An interesting dramaturgical choice made by Hughes is the extended metaphor of a professor teaching a class. In the stage directions for the opening of Scene 2, Hughes writes, “She is speaking as though she were a distinguished professor giving a lecture at the famous Performance Artist Correspondence School,” clearly presenting the idea of a teacher with her students. Considering much of this piece is the Narrator teaching lessons through directing personal stories and social commentaries to the audience, the professor analogy is a fitting role for the Narrator.

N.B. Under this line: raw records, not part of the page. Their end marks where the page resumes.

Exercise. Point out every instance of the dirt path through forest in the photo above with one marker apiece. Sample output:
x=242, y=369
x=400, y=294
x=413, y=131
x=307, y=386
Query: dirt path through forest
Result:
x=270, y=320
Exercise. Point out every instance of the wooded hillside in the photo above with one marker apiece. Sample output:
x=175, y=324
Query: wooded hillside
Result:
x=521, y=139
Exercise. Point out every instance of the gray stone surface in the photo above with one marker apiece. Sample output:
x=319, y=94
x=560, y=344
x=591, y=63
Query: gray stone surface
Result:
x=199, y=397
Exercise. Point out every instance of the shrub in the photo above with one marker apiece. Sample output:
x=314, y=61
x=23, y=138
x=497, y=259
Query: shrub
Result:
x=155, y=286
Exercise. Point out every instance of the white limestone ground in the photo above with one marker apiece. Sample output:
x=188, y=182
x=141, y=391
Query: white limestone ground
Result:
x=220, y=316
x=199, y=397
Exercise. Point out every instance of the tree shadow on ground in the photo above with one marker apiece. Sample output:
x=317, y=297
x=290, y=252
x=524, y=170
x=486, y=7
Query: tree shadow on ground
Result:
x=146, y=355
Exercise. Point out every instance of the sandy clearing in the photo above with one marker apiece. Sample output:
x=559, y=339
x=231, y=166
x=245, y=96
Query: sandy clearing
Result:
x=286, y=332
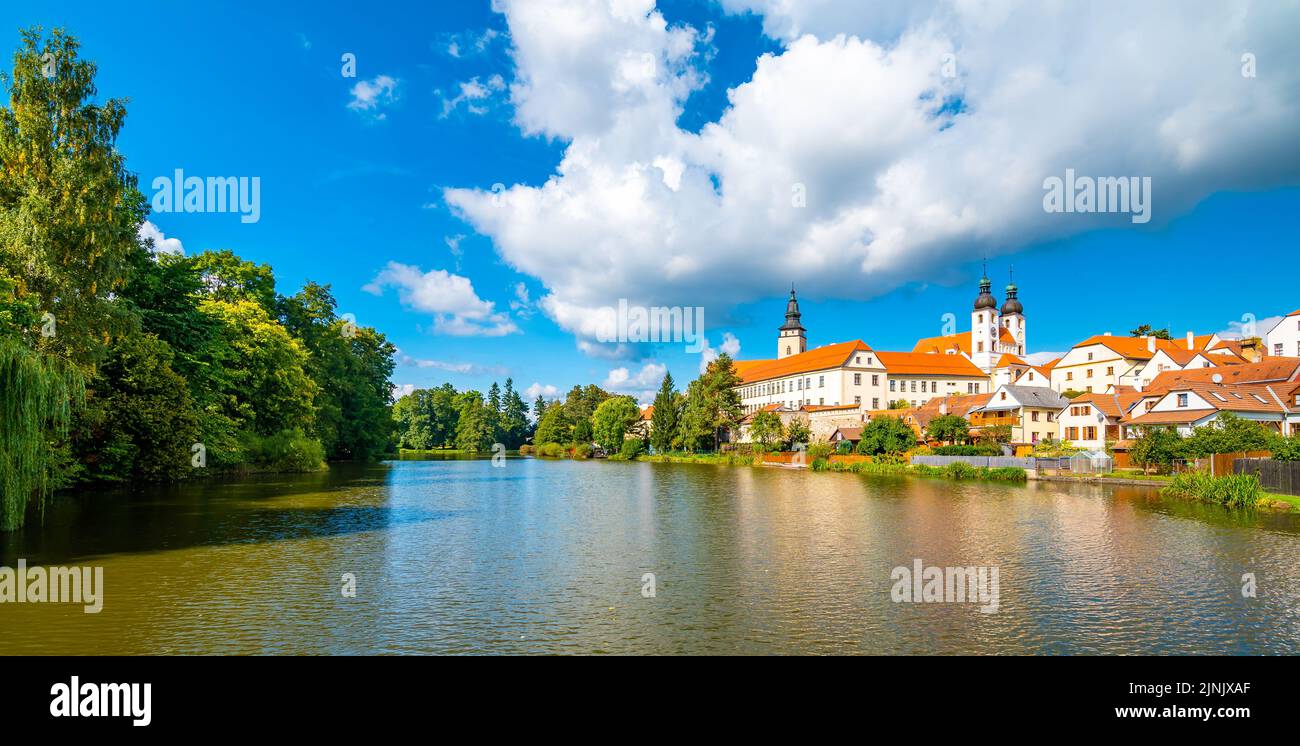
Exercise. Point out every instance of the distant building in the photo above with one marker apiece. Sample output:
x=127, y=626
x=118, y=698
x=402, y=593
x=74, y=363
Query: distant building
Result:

She tells the audience that her first crush on a girl happened to be on her 8th grade teacher, so it is possible that the Narrator is trying to entice the audience and bring them into her world in the same way that her teacher sparked her knowledge and awareness of her world.
The most strikingly noticeable dramaturgical choice that Hughes makes is that there is only one performer on stage the entire piece, the Narrator. Since the Narrator is speaking as Hughes herself, it can be said that there is only one character that is apart of this production instead of having separate actors playing her parents, teachers, coworkers, and girlfriends. I think this choice is made for the greater emphasis to be placed on the story and “lessons” themselves, rather than to make a spectacle of the piece when that is not the most effective method for Hughes’s story to be told. The anecdotes that are shared with the audience, such as the stories of childhood antics and romantic moments spent with her girlfriend, are then more personal and heartwarming.